[GSoC 2017 with CMUSphinx] Post 9-10#: Training Acoustic Model on Voxforge Dataset

Nowthat we had collected pronunciation dictionaries and corresponding pretrained G2P models. To compare the new collected dictionaries and exsiting dictionaries, we decide to test the collected English dictionary and CMUDict on some benchmarks. We will use the two dictionaries training acoustic models respectively and compare the error rates for dictionaries' performance. We choose voxforge speech corpus as dataset and use the exsiting language model on voxforge.

During these two weeks, I mainly trained the acoustic models on voxforge dataset using `sphinxtrain` followed by CMUSphinx tutorial.

  • Toolkits installation
To use sphinxtrain training acoustic models, the toolkit and its dependences are necessary to be installed correctly first. https://cmusphinx.github.io/wiki/tutorialam/#compilation-of-the-required-packages can be referred to for installing required packages. I used a Linux and the lastest code for installation. Download sphinxbase, sphinxtrain and pocketsphinx from GitHub and compile them in order. Note that a base directory like sphinx should be made first and those packages need to be put into the same root directory. The compilation process is nearly the same. cd into the corresponding package's directory, run
./autogen.sh
./configure
make -j $(nproc) && make install
in order. If you want to install in a custom directory or you do not have sudo privileges, use
./configure --prefix=/path/to/dir/
to install in a custom path. The three packages need to be installed in order. Finally, do remember to export the installation path to environmental variables, for example
export PATH=/path/to/dir/bin:$PATH
export LD_LIBRARY_PATH=/path/to/dir/lib
export PKG_CONFIG_PATH=/path/to/dir/lib/pkgconfig
After installation, you should be able to access sphinxtrain from command line. If not, please make sure that the system PATH and LD_LIBRARY_PATH environmental variables are set correctly. Those are the basic packages required for training acoustic model.
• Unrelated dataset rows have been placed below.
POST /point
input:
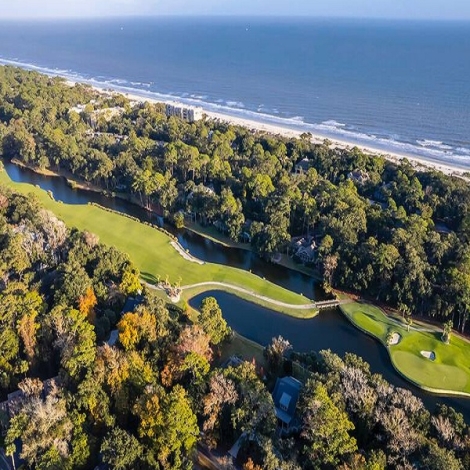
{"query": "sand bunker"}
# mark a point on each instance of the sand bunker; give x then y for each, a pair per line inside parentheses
(429, 355)
(395, 339)
(184, 254)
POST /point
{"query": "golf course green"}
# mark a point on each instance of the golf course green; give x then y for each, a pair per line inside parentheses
(420, 355)
(151, 251)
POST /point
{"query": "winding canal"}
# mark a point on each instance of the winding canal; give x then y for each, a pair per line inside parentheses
(329, 330)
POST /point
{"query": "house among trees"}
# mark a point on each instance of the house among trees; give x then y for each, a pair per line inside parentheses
(285, 396)
(187, 113)
(302, 166)
(304, 248)
(359, 176)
For voxforge, a common issue is that some transcriptions may be noise and they do not match the corresponding audios properly. Training process usually detects that and emits this message in the logs. We can solve that issue by enabling forced alignment stage in training. Forced alignment need to run sphinx3_align, which is not included in the installed packages. sphinx3_align is only available in sphinx3, so we need to install sphinx3 to enable forced alignment. Searching "sphinx3" in Google will find sphinx3's history version in sourceforge, like version 0.8 which is about nine years ago. The old version sphinx3 won't work with the newest sphinxbase and sphinxtrain, you need to checkout the lastest sphinx3 from sourceforge svn. Download sphinx3's code from svn and compiling is the same with the previos installation. After make install, you need to find the binary sphinx3_align in installation path and copy it under sphinxtrain's installation directory.

  • Data preparation
To use voxforge dataset for acoustic model training, we need to download it from voxforge and prepare the necessary files in specific format for sphinxtrain. The file structure for the dataset sphinxtrain need is:
voxforge
+-- etc
|   +-- voxforge.dic                  # pronunciation dictionary
|   +-- voxforge.phone                # phoneme file
|   +-- voxforge.lm.DMP               # language model dump
|   +-- voxforge.filler               # list of fillers
|   +-- voxforge_train.fileids        # list of files for training
|   +-- voxforge_train.transcription  # transcription for training
|   +-- voxforge_test.fileids         # list of files for testing
|   +-- voxforge_test.transcription   # transcription for testing
+-- wav
|   +-- folder_1
|   |   +-- file_1-1.wav              # recording of speech utterance
|   |   +-- file_1-2.wav
|   |   +-- ...
|   +-- folder_2
|   |   +-- file_2-1.wav
|   |   +-- file_2-2.wav
|   |   +-- ...
|   +-- ...
+-- ...
https://cmusphinx.github.io/wiki/tutorialam/#data-preparation can be referred to for preparing data. First, we need to download speech corpus from voxforge. I used 16kHZ audios which is located at http://www.repository.voxforge1.org/downloads/SpeechCorpus/Trunk/Audio/Main/16kHz_16bit/. Download all tgz files and uncompress them into a folder named wav. Most of uncompressed folders have a plain text file named PROMPT located at root directory which records the audios' transcriptions, we need to concatenate those PROMPT files into one united file. Because transcription file accepted by sphinxtrain requires filename instead of filepath at the end of each line, we need to make every wav files' filename unique regardless of their prefix path. One simple solution is renaming them to prefix_path.filename, which will make them all unique. Some audio files in voxforge dataset are flac format which doesn't accepted by sphinxtrain, we need to converte them into wav files using ffmpeg or sox. Finally, we need to record every audio files' filename into field file and make corresponding transcription files through PROMPT. Note that there exist many noise transcriptions in voxforge dataset, like numbers, special symbols, mixture of upper case letters and lower case letters, etc. We'd better to convert them all into [A-Z\' ]+ format. An example of data preparing scripts can be found at wikt2pron/egs/voxforge/scripts. Then put the dictionaries and phoneme file at etc/. Another necessary file is language model, we can download a language model pretrained on voxforge at http://www.repository.voxforge1.org/downloads/Main/Trunk/AcousticModels/Sphinx/.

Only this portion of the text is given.